Se davvero la Bce dovesse compiere una virata in senso restrittivo, per l'Italia sarebbero problemi. Oltre al maggior onere sul debito derivante dal rialzo dei tassi, dovremmo pagare un dazio supplementare proprio per effetto dello spread. Ma davvero l'Eurotower ha i margini per varare due strette quest'anno, una in settembre e una in dicembre, come sostiene Goldman Sachs? Davanti all'Europarlamento, la Lagarde ha ribadito ieri che ogni aggiustamento sarà graduale e che «non si verificherà un aumento dei tassi prima del termine dei nostri acquisti netti di asset». Ovvero, non prima di ottobre. In caso contrario, si dovrebbe pensionare anzitempo il vecchio Qe di Draghi, peraltro rafforzato di recente nell'ammontare degli acquisti per garantire all'Eurozona un paracadute nel momento in cui, il prossimo marzo, si esaurirà il piano anti-Covid (Pepp) da 1.850 miliardi.

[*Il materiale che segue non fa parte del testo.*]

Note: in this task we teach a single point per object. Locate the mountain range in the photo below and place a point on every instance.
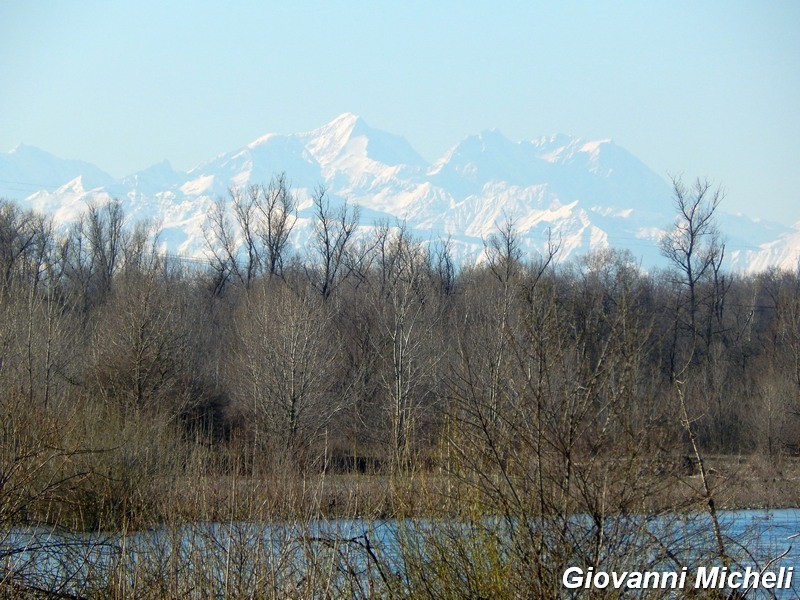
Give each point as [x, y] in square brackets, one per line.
[584, 194]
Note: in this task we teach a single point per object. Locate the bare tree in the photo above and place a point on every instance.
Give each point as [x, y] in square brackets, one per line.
[278, 208]
[694, 246]
[333, 233]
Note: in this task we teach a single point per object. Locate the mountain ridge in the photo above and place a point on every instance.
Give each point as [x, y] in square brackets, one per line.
[586, 193]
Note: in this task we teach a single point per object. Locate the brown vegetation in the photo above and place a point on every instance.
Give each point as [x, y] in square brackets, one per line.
[528, 415]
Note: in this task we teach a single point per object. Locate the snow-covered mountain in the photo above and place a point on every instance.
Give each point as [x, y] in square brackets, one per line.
[584, 194]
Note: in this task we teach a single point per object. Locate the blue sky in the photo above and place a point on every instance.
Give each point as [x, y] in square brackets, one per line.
[707, 89]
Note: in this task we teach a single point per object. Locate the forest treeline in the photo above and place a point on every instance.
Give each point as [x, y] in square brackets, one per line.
[525, 384]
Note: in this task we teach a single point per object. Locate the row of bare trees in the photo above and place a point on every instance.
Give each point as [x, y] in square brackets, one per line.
[372, 350]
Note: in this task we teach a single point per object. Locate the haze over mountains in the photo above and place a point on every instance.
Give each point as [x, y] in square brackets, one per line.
[585, 194]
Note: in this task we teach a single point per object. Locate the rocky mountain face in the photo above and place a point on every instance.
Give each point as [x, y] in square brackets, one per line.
[584, 195]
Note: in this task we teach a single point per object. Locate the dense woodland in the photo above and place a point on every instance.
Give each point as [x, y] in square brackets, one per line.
[134, 385]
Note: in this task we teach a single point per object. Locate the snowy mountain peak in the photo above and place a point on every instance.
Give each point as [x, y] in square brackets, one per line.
[587, 194]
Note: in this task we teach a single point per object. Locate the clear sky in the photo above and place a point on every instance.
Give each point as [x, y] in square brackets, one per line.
[708, 89]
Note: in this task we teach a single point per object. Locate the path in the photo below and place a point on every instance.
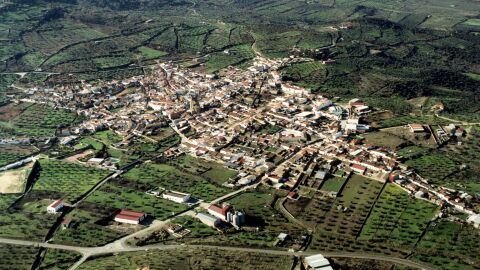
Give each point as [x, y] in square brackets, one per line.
[113, 249]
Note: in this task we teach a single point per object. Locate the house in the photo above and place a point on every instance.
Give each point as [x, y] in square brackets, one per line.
[208, 219]
[55, 207]
[177, 197]
[219, 212]
[416, 128]
[130, 217]
[317, 262]
[358, 168]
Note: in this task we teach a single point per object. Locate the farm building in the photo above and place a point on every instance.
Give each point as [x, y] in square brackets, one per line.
[130, 217]
[317, 262]
[358, 168]
[55, 207]
[219, 212]
[208, 219]
[416, 128]
[177, 197]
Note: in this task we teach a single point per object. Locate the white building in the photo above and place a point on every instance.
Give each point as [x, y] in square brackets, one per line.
[318, 262]
[177, 197]
[55, 207]
[208, 219]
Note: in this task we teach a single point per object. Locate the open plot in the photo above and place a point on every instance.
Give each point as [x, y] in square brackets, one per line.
[27, 219]
[125, 198]
[449, 245]
[351, 207]
[12, 153]
[13, 181]
[397, 217]
[70, 180]
[172, 178]
[90, 227]
[210, 170]
[41, 120]
[59, 259]
[190, 259]
[17, 257]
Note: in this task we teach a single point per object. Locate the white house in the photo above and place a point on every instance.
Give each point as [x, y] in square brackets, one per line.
[177, 197]
[55, 207]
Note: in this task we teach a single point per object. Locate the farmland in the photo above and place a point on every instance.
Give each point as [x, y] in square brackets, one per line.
[69, 180]
[190, 259]
[23, 257]
[397, 217]
[167, 176]
[125, 198]
[12, 153]
[91, 227]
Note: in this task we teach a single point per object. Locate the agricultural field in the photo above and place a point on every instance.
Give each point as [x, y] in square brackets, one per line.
[17, 257]
[13, 181]
[27, 218]
[59, 259]
[91, 227]
[449, 245]
[434, 166]
[13, 153]
[41, 120]
[177, 179]
[212, 171]
[398, 218]
[350, 208]
[120, 197]
[190, 259]
[69, 180]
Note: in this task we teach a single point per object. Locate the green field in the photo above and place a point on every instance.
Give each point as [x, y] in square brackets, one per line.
[87, 231]
[172, 178]
[125, 198]
[397, 217]
[69, 180]
[56, 259]
[190, 259]
[17, 257]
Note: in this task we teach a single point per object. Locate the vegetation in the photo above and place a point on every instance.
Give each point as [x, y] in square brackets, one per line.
[68, 180]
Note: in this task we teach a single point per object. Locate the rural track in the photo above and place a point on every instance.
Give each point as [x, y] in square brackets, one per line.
[93, 251]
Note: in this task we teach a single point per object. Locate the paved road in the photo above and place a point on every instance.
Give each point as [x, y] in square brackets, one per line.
[114, 249]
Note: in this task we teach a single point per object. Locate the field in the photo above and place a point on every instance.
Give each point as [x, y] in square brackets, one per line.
[212, 171]
[120, 197]
[449, 245]
[40, 120]
[351, 207]
[69, 180]
[58, 259]
[12, 153]
[398, 218]
[13, 181]
[17, 257]
[190, 259]
[173, 178]
[27, 219]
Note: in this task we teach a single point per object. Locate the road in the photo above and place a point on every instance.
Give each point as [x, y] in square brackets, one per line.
[118, 249]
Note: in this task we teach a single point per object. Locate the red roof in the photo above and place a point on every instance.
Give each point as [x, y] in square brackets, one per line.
[56, 203]
[130, 215]
[218, 209]
[358, 167]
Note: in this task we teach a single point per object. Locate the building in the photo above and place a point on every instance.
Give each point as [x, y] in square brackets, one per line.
[219, 212]
[130, 217]
[208, 219]
[55, 207]
[177, 197]
[416, 128]
[358, 168]
[317, 262]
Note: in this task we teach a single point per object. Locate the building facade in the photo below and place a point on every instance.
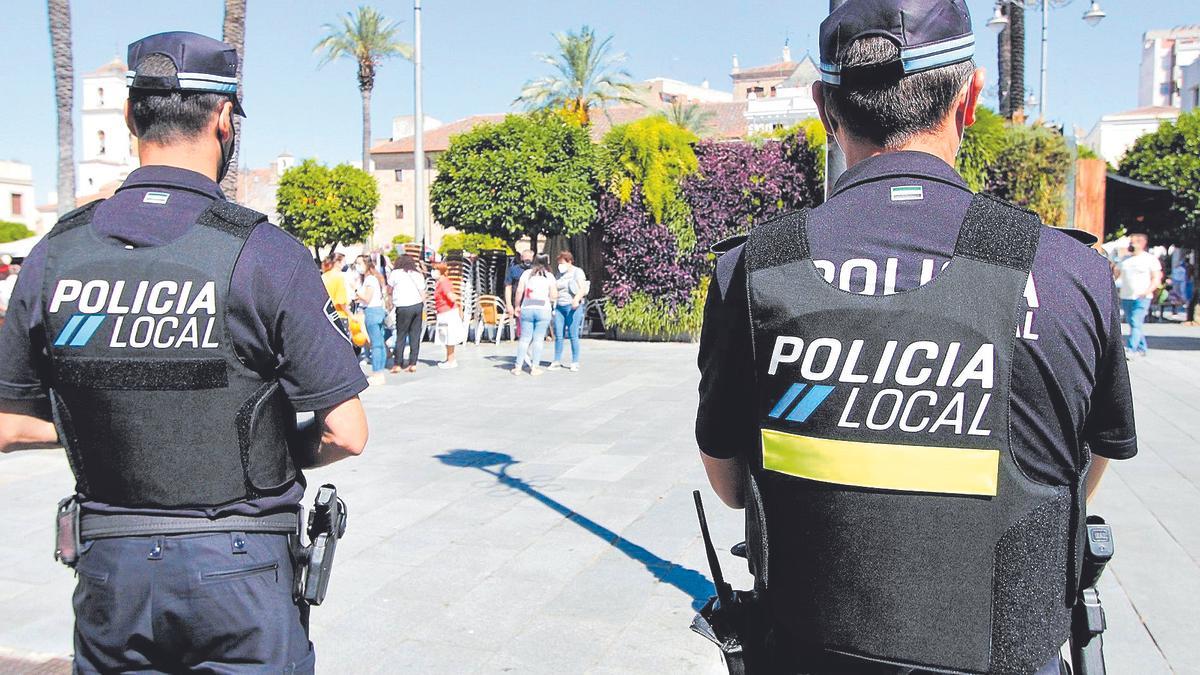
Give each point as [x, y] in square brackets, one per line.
[1164, 55]
[17, 195]
[108, 151]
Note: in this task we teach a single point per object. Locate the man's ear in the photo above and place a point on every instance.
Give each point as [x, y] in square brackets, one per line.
[819, 99]
[975, 88]
[129, 119]
[225, 121]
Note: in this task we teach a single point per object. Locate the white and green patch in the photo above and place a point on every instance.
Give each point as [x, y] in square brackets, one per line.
[907, 193]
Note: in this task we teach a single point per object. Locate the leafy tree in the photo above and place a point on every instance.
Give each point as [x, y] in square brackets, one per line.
[982, 143]
[1031, 169]
[472, 243]
[1170, 157]
[525, 177]
[367, 37]
[588, 75]
[327, 207]
[653, 155]
[690, 117]
[13, 232]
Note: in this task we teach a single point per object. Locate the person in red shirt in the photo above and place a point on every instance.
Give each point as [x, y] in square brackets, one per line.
[450, 329]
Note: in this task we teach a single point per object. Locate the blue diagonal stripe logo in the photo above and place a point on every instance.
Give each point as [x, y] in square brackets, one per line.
[807, 405]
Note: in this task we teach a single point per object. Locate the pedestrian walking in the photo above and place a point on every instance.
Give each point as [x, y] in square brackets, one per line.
[1139, 275]
[177, 411]
[450, 330]
[537, 293]
[910, 388]
[375, 315]
[408, 294]
[570, 308]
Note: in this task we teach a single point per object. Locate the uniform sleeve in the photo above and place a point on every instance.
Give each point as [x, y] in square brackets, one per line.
[1109, 429]
[22, 358]
[726, 425]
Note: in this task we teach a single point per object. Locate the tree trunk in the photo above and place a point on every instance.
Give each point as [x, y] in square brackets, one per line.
[1005, 66]
[366, 130]
[64, 99]
[234, 33]
[1017, 70]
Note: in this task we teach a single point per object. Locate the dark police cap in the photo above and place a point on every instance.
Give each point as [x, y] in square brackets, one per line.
[930, 34]
[203, 64]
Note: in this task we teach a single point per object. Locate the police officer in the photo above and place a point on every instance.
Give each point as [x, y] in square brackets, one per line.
[173, 335]
[910, 388]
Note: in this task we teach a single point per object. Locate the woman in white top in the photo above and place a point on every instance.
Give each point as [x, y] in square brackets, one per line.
[408, 298]
[370, 294]
[537, 294]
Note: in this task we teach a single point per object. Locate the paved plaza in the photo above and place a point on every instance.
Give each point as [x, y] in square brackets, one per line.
[545, 525]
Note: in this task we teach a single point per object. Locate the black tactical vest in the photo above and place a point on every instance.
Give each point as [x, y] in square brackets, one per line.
[888, 518]
[150, 399]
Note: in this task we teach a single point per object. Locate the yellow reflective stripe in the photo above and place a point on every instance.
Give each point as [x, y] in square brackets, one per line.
[916, 469]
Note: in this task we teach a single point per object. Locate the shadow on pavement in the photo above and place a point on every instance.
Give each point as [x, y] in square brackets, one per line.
[1174, 342]
[498, 464]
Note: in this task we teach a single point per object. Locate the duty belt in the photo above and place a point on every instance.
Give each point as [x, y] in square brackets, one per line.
[107, 525]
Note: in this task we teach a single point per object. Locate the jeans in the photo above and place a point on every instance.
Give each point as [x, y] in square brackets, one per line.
[1135, 311]
[568, 322]
[375, 318]
[409, 326]
[534, 324]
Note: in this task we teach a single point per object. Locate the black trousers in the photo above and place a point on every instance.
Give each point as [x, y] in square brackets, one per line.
[408, 327]
[201, 603]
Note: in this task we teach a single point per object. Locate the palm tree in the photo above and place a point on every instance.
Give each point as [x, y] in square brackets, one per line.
[690, 117]
[589, 73]
[367, 37]
[64, 99]
[234, 33]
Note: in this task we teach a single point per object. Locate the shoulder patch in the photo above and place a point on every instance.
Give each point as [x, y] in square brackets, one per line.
[729, 244]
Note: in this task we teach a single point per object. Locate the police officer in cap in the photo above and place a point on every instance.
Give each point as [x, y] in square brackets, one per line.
[911, 389]
[172, 336]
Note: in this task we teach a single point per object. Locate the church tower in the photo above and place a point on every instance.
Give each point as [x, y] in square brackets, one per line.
[108, 150]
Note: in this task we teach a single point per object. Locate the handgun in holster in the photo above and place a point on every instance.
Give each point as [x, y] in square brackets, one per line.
[1087, 616]
[327, 525]
[729, 617]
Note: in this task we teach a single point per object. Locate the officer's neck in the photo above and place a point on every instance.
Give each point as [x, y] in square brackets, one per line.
[942, 144]
[201, 156]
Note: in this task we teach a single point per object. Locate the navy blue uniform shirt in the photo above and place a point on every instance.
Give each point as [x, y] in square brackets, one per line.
[276, 304]
[1071, 383]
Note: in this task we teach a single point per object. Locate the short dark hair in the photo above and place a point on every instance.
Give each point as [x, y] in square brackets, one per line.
[169, 117]
[888, 112]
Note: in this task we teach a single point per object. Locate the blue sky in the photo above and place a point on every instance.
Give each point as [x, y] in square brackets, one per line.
[478, 53]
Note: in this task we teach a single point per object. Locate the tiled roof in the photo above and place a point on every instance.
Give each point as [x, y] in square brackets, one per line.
[729, 121]
[781, 69]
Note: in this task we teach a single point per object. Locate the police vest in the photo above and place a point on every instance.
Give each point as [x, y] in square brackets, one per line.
[150, 399]
[888, 519]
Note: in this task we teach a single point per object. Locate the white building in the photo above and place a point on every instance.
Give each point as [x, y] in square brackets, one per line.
[1164, 54]
[1114, 135]
[107, 149]
[790, 103]
[1189, 91]
[17, 193]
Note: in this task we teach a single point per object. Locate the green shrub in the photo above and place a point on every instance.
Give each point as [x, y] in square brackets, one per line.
[657, 318]
[471, 242]
[13, 232]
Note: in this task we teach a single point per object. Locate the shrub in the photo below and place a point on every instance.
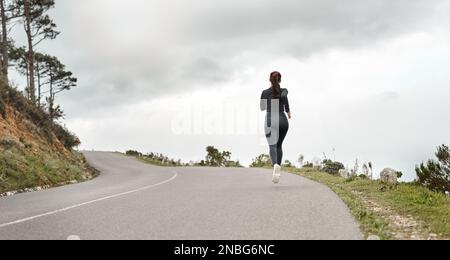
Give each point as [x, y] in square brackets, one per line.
[133, 153]
[308, 165]
[332, 167]
[261, 161]
[217, 158]
[68, 139]
[288, 164]
[435, 175]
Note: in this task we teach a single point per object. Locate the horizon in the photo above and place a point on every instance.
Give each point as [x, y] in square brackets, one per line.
[366, 79]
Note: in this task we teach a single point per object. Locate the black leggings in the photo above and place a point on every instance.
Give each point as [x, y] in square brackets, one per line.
[276, 132]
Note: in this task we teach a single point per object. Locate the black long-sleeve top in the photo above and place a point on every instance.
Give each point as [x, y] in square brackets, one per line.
[266, 101]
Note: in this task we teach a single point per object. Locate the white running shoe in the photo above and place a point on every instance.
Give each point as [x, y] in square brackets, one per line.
[276, 174]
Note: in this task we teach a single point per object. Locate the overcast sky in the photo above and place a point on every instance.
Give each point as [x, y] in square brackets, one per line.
[367, 78]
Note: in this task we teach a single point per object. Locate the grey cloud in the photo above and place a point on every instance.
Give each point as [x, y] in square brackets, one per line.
[157, 48]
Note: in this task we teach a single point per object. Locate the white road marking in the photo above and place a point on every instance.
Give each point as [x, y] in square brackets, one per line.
[73, 237]
[88, 203]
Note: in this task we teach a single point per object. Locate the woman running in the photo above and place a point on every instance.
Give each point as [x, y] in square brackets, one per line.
[275, 101]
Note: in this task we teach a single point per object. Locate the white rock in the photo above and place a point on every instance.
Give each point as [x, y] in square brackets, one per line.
[373, 238]
[389, 176]
[344, 173]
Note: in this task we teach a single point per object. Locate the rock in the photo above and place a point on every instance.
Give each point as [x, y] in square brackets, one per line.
[344, 173]
[373, 238]
[389, 176]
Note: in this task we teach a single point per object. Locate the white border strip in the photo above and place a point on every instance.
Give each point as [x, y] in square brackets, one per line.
[88, 203]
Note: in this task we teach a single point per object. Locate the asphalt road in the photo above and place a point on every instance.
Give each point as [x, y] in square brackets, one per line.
[133, 200]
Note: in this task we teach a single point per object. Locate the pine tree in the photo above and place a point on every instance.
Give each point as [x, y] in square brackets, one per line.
[435, 175]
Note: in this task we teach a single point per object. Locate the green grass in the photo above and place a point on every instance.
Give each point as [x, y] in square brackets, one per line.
[152, 161]
[21, 169]
[407, 199]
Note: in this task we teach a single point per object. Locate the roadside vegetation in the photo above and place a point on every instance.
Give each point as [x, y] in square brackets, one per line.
[418, 210]
[213, 158]
[36, 150]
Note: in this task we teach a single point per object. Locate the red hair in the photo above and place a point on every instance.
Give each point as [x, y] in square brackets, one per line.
[275, 79]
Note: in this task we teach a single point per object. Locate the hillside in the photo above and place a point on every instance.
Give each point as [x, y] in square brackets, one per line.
[35, 151]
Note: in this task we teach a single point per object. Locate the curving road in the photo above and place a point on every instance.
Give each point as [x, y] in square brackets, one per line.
[132, 200]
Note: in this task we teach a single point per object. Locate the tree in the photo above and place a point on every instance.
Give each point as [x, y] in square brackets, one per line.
[52, 77]
[301, 160]
[435, 175]
[9, 10]
[38, 27]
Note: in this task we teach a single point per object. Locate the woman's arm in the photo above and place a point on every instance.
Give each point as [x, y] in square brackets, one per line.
[284, 95]
[263, 103]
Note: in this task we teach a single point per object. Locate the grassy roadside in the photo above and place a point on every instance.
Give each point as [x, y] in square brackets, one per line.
[22, 171]
[405, 212]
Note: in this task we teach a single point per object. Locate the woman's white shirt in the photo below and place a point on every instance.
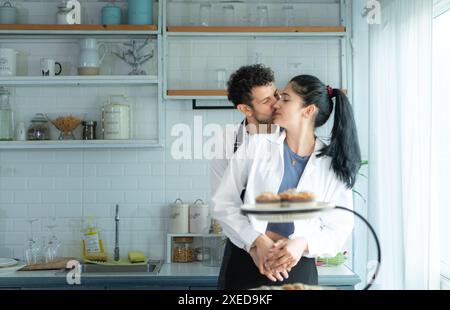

Gli spazi per un duplice giro di vite al costo del denaro sembrano quindi esigui. Tanto più se la crescita, su cui Omicron «ha avuto un impatto negativo», perdesse ancora smalto. La tenuta della ripresa e l'andamento del carovita (ora al 5%) determineranno la rotta. «La prospettiva per l'inflazione è incerta - ha detto la presidente della Bce - , è probabile rimanga elevata più a lungo di quanto atteso precedentemente, ma che declini nel corso di quest'anno.

Le misure basate su sondaggi indicano che l'inflazione tornerà al 2% entro il 2023 e resterà prossima a questo livello in seguito».